Compiled using -O3 -ffast-math -mavx2 -std=c++11 -fopt-info-vec-all -Wall -pedantic -Werror
in gcc, -O3 -ffast-math -mavx2 -std=c++11 -Rpass-analysis=loop-vectorize -Wall -pedantic -Werror
in clang, and /O2 /FA /arch:AVX2 /std:c11 /Qvec-report:2
in MSVC.
But MSVC is not able to vectorize the code, only GCC is.

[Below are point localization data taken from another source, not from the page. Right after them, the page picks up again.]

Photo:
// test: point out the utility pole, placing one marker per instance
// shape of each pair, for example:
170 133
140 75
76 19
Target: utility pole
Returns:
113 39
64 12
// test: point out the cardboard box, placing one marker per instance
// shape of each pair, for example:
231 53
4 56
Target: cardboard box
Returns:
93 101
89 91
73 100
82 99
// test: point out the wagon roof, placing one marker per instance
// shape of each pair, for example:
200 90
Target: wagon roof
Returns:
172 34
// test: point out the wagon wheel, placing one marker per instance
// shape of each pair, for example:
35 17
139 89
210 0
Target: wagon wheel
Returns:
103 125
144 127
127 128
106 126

The helper function call_modify_vec
is pretty ugly, but, since I will only use two distinct operations, the first having 2 possibilities and the other 4, I guess it's good enough.
#include <iostream>
#include <vector>
#ifdef _WIN32
#define MYRESTRICT __restrict
#else
#define MYRESTRICT __restrict__
#endif
constexpr double first_op(const double input, const double p) {
return input*p+3.;
}
constexpr double second_op(const double input, const double p) {
return input/p-4.;
}
using op_fn = double(*)(const double input, const double p);
const op_fn op_vec[] = {first_op, second_op};
template<int OP1, int OP2>
void modify_vec_template(double * MYRESTRICT inp_vec,
const std::size_t vec_size,
const std::vector<double> &p) {
std::size_t i;
for (i=0; i<vec_size; ++i) {
inp_vec[i] = op_vec[OP1](inp_vec[i], p[0]);
}
for (i=0; i<vec_size; ++i) {
inp_vec[i] = op_vec[OP2](inp_vec[i], p[1]);
}
}
void call_modify_vec(std::vector<double> &in_vec,
const std::vector<double> &p,
const int op1, const int op2) {
if ( (op1 == 0) && (op2 == 0)) {
modify_vec_template<0, 0>(in_vec.data(), in_vec.size(), p);
} else if ( (op1 == 0) && (op2 == 1)) {
modify_vec_template<0, 1>(in_vec.data(), in_vec.size(), p);
} else if ( (op1 == 1) && (op2 == 0)) {
modify_vec_template<1, 0>(in_vec.data(), in_vec.size(), p);
} else if ( (op1 == 1) && (op2 == 1)) {
modify_vec_template<1, 1>(in_vec.data(), in_vec.size(), p);
}
}